Joel grew up in Glenview, IL, right outside of Chicago. As a young Marine, he served in Operation Desert Storm. After a 10 year break from the service, he joined the Army in 2002 where he served two tours in Iraq as an Army Medic. He returned from his second deployment to Iraq in 2009 addicted to pain medications after being the first responder for a young soldier who died by suicide. He served in the Army for 15 years. He was two months away from graduating from massage therapy school in Colorado when he took his own life August 13, 2015.
Joel’s favorite teams were the Cubs and Bears. He loved Van Gogh, art, photography, movies (especially Cohen Brothers) and music.

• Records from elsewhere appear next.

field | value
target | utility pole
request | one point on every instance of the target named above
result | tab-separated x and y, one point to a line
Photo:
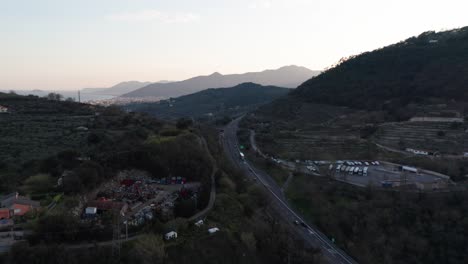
116	243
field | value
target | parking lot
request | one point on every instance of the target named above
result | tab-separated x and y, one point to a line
388	175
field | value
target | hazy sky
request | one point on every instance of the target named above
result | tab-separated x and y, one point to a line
65	44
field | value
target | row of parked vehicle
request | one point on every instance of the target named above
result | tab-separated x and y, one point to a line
358	163
355	167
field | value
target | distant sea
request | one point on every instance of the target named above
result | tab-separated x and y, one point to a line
85	97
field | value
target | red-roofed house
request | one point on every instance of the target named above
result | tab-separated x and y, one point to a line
19	205
5	213
3	109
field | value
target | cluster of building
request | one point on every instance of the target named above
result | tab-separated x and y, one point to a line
13	205
3	109
136	197
419	152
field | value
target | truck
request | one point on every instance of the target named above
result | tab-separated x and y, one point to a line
409	169
241	156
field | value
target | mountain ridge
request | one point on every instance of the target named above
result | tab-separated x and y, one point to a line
287	76
213	101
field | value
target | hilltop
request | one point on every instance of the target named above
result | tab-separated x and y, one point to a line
432	67
118	89
213	102
408	95
289	76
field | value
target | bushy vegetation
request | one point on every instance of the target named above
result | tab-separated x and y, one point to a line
386	227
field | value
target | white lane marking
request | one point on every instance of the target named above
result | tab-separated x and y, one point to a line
289	209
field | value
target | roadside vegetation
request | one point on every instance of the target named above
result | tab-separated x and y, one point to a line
383	226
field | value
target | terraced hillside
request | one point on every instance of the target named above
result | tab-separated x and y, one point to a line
23	137
430	136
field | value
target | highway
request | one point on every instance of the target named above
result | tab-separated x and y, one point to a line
310	234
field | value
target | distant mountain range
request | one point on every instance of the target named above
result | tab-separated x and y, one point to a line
118	89
288	76
426	71
213	102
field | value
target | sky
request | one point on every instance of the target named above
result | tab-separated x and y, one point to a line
65	44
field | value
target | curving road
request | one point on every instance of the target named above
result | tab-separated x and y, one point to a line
310	234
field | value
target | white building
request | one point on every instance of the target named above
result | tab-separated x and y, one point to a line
3	109
213	230
170	235
199	223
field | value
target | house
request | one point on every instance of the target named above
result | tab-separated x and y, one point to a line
22	206
5	213
6	224
213	230
170	235
90	211
7	200
106	205
199	223
3	109
19	205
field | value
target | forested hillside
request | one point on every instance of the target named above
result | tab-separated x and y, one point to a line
213	102
432	66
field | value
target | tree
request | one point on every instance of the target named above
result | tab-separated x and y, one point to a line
150	249
184	123
249	240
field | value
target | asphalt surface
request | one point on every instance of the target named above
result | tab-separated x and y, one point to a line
308	233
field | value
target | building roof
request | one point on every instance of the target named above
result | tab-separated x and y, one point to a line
28	202
5	213
106	205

Joel has three children: a son, Dylan, and his daughters, Ava and Emma.
States he called home include North Carolina (where he served in the USMC), Virginia, and Colorado.
A couple of years before his death, Joel was featured in a documentary about military suicides called “The Hidden Enemy” which explores the impact of psychiatric medications.
“I didn’t see the emergence of psychiatry in the Army until I suffered my own injury, and then it was like, it was a flood,” said former U.S. Army Sgt. Joel Kort.
“I know that I’ve been on Ambien, Seroquel, Paxil, the big ones. Also, a very dangerous drug called Abilify. It kind of puts whatever meds you’re on, on steroids,” said Kort, who’s featured in the documentary. Kort’s experience with a virtual cocktail of psychiatric drugs has fast become the norm in military mental health treatment, said CCHR’s Kelly Patricia O’Meara.
“The problem, as exposed by ‘The Hidden Enemy’ is that the majority of psychiatric drug cocktails have never been studied in combination by national drug regulatory agencies,” O’Meara said.